A centroid can be thought of as a simple inverted index mechanism that can be shared amongst servers in a network environment in order to provide hints as to the location of data in a large, loosely coupled distributed database. A centroid is used by a server or user client to provide it with hints as to which other servers might contain information that is relevant to a user's search. These hints are known as ``forward knowledge''.
The centroids are extracted from the data held in a server and effectively remove any duplication that is present in the database. As many items of data are replicated in many records in most databases, centroids are usually much smaller than the size of the database from which they have been extracted.
It may be useful to be able to distinguish between the centroid concept and the centroids themselves. The former is the idea of extracting a minimal, representation of the unique data in a database whilst the other is a particular implementation of that idea. It is a bit like the concept of a car being a motorised vehicle whilst an implementation of a car is a particular realisation of this concept in a particular colour, with a certain engine, etc, etc.
Centroids were originally developed as part of the WHOIS++ system. The centroid concept could be used with other record formats, although the resulting centroids might look a little different to those presented here. As ROADS is based on WHOIS++ and the IAFA style templates, we will concentrate on how the centroid concept can be implemented with those to support distributed search across multiple networked servers. If centroids prove useful to SBIGs in the ROADS architecture, no doubt other groups will attempt to provide them for other database search and retrieval mechanisms.

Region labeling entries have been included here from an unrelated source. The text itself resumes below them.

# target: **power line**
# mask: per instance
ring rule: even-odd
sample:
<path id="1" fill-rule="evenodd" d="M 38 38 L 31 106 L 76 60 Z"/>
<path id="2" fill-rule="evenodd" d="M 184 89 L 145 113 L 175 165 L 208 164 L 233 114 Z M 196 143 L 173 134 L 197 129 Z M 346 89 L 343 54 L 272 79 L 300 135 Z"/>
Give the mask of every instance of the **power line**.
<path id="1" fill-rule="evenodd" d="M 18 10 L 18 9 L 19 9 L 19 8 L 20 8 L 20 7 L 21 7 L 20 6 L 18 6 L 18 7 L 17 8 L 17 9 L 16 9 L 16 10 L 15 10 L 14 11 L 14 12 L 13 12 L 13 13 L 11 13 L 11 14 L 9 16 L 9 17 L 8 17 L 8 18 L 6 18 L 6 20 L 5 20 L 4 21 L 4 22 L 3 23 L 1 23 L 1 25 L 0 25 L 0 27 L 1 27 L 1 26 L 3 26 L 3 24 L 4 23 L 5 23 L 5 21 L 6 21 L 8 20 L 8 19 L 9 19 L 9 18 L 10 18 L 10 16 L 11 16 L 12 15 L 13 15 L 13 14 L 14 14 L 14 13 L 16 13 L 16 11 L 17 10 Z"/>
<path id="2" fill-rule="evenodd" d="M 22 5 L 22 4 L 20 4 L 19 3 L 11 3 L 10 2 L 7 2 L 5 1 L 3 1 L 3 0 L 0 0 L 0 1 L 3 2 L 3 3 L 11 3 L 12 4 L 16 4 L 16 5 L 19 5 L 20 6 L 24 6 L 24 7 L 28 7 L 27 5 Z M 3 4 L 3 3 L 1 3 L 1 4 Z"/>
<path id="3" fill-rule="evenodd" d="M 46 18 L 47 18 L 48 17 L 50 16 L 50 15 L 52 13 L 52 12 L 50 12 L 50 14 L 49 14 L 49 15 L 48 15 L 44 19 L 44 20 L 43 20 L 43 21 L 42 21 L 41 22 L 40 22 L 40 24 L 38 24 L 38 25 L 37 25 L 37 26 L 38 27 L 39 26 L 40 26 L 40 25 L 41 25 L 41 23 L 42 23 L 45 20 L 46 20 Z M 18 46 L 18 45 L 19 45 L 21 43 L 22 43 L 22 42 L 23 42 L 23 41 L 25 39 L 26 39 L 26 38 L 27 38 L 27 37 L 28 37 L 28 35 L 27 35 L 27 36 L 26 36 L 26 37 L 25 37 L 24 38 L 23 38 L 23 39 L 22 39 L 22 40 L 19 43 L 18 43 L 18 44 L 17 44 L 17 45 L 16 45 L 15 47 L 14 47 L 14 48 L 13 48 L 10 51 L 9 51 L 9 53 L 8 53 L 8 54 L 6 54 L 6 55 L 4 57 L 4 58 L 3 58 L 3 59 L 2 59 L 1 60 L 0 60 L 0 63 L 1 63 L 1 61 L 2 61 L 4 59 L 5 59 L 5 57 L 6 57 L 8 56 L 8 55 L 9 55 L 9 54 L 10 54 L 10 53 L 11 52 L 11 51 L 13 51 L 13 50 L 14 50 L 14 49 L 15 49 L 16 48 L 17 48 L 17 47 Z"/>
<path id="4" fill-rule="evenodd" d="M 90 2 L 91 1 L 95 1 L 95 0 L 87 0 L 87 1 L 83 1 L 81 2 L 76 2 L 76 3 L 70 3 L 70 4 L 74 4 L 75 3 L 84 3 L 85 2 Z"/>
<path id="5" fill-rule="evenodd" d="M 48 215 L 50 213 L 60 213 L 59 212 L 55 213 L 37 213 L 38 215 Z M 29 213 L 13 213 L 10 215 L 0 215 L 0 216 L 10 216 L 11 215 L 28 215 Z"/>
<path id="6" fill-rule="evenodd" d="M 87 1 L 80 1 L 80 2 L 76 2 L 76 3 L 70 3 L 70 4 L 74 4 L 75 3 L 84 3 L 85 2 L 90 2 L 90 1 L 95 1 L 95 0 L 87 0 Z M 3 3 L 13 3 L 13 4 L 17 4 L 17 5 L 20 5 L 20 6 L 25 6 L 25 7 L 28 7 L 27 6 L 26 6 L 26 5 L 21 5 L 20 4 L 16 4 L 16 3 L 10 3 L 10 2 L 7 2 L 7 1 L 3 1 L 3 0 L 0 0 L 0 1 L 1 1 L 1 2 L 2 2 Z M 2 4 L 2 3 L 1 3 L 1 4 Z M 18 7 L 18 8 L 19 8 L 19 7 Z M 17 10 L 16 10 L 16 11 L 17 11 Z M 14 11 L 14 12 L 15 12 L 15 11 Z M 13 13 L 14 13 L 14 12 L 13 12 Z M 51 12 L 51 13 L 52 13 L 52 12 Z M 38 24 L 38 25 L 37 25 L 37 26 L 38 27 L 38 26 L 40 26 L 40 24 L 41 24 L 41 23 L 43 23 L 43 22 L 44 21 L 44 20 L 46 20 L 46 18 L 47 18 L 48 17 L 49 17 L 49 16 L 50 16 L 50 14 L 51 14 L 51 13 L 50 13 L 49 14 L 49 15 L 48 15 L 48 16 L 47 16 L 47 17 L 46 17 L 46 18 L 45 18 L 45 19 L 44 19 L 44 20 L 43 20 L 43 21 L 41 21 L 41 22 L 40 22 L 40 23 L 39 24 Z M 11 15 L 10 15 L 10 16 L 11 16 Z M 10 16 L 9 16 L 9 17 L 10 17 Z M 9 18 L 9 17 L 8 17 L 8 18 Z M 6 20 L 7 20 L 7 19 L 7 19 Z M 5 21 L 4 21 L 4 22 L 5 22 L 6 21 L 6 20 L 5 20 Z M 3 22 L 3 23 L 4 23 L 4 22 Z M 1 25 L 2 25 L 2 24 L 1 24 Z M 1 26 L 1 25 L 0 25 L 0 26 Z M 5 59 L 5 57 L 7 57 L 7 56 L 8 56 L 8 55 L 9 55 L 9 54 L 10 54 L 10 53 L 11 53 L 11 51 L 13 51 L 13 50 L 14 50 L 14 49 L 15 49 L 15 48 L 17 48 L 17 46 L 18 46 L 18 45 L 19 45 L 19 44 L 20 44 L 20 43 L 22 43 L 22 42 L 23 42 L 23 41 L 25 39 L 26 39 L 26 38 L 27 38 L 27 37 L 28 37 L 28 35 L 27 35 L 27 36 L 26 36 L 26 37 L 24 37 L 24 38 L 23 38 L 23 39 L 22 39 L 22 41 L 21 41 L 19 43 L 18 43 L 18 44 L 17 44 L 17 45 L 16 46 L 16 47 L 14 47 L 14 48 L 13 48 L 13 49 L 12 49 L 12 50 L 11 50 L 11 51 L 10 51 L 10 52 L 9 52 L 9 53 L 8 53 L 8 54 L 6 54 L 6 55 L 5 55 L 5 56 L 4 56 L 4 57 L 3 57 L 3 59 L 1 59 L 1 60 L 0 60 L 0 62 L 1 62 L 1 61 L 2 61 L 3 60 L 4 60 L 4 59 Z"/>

Firstly, let us consider a simple template type such a cut down SERVICE template that only contains a Title, Description and URI attributes. We will imagine that there exists a small SBIG that has three of these templates, the contents of which are:
Template: SERVICE Title: Social history server Description: This server provides researchers in social history with -resources that may be of interest. URI: http://biguni.edu/soch-hist.html URI: ftp://biguni.edu/pub/socialsci/history/ Template: SERVICE Title: Military history database Description: A database of pointers to military history resources. URI: http://vicious.army.mil/ Template: SERVICE Title: Medical history server Description: A server that provides pointers to resources dealing -with medical history. URI: http://medhist.hospital.gov/
Obviously this is much smaller than the contents of any of the real SBIG's database, but it will serve to illustrate how centroids are formed from the templates in an SBIG's database. Even with this small example, it can be seen that a number of words appear in the same attribute in multiple templates. For example, all three templates have the word history appear in the value associated with the Title attribute.
To form a centroid for these templates we merely look through all of them for the list of unique words associated with each attribute. By unique words we mean that we only record the first instance of a word, even though it might occur many times in that attribute in all the templates. Therefore the centroid generated from the Title attribute would be:
Title: Social -history -server -Military -database -Medical
Note that the original Title fields in the templates contained a total of nine words in the values whereas the centroid only has six words. The removal of redundant multiple occurances of words typically makes the centroid associated with an attribute much smaller than the original data held in that attribute in all templates in the database. As real SBIG databases are obviously much larger than this simple example, the chance that the same words will appear over and over again in multiple templates is increased, and so the relative size of the centroids are likely to be smaller. We can expect that some centroids from production SBIGs may be quite large when viewed by themselves but relatively small when compared to the original data that they were extracted from.
If a database makes use of more than one template type then a centroid will contain a list of template types, the attributes contained in each type and the unique words within each attribute of each type. This means that, for example, the Title attribute of the SERVICE template would be treated as a different attribute to the Title attribute of the DOCUMENT template. This increases centroid size slightly as different template types in an SBIG's database are likely to share some common attributes and the unique words in these attributes will have to be repeated. However, the number of template types in use in a production SBIG database relative to the number of templates is likely to be sufficiently small that this will not pose much of a problem.
It is also worth noting that a server is free to omit any attributes it wishes from the centroids that it generates. There are a number of reasons for doing this. Firstly, there may be some attributes in the templates in the database that can only be searched by specific users and so these attributes and their contents should not be advertised to other servers. There may also be some attributes that are in the templates and can be returned as the results of a user search but do not often appear in users' queries. For example, the URI fields in the above templates are unlikely to be searched on by users as if they already know a URL, they will not gain very much extra useful knowledge by querying the SBIG service.
A full centroid for the above templates is included in Appendix A.